GNU General Public License v3.0
10 stars 2 forks source link

contalocate.R error: missing value where TRUE/FALSE needed #11

Closed ckeeling closed 5 years ago

ckeeling commented 5 years ago

Hello,

I'm getting this error when not using manual setting of thresholds option:

Error in while (steep[i + 1] < steep[i]) { : 
  missing value where TRUE/FALSE needed
Execution halted

It looks like this is happening at line 137 (because it never opens the host_threshold_name file):

while(steep[i+1]<steep[i]){i=i+1}

I think that this error is suggesting that the final value in steep is the minimum value (the first value of des_conta[["y"]]), and thus there is no steep[i+1] possible. i.e. there is no valley of values in steep, only diminishing values. What could be causing this? Must there be a valley, or can the first value of des_conta[["y"]] be used in the code that follows, if the code was written to permit this?

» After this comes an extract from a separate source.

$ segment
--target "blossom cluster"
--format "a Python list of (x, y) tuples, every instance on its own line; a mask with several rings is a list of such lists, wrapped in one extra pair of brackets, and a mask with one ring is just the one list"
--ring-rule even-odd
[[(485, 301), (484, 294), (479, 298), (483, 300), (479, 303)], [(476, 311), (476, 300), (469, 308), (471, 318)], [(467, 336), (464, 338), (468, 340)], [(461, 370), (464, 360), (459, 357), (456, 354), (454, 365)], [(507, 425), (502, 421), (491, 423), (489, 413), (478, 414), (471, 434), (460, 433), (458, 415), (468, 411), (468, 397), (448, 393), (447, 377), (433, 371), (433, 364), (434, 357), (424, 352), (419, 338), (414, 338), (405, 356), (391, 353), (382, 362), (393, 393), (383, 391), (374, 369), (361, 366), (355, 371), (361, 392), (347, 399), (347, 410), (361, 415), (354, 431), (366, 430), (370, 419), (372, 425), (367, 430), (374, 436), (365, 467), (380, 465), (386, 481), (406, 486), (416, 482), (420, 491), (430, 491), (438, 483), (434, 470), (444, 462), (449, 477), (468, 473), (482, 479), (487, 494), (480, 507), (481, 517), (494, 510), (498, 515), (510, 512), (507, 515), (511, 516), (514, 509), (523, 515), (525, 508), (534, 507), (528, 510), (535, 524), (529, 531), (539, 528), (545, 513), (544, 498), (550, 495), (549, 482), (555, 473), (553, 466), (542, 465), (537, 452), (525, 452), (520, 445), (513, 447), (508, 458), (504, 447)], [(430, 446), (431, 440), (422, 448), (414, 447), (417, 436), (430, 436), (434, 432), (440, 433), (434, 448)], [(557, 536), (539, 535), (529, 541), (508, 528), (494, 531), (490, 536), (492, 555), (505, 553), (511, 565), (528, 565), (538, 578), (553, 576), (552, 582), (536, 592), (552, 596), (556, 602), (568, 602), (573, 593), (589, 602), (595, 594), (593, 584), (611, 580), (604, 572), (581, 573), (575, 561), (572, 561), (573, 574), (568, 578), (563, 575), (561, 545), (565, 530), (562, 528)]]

Thanks for the help, Chris

itsmeludo commented 5 years ago

Hi Chris! Thanks for the comment I remember that I thought it might be a problem with the auto setting of the threshold especially if there was several species in the mix, so I made a manual setting option. (-m) you should then be shown the distance distribution and prompted iteratively to input a threshold value( as long as you give a different value, it will redraw the distribution with the given value. Enter the same value a second time and it will be validated. There are 2 thresholds (one for the host and one for the conta) especially designed to separate species and handle the overlapping of distributions from multiple species. Set the thresholds to values that fall between the modes of the distributions, the exact value is not so relevant since the 2 thresholds system will damper approximations. There should be more description in the manual and on the figure of the paper in bioinformatics. By curiosity, I'd like to see the distance distributions for your case ^^

ckeeling commented 5 years ago

Thanks @itsmeludo I have been avoiding the interactive methods until now because I am running it via a Singularity image on a server via ssh, and the X11 isn't cooperating with me when running an interactive SLURM job. However, when I load the dist files produced by contalocate.R on the server into R on my local computer, I can get it to work interactively with a few edits to simplify the contalocate.R code. Thanks!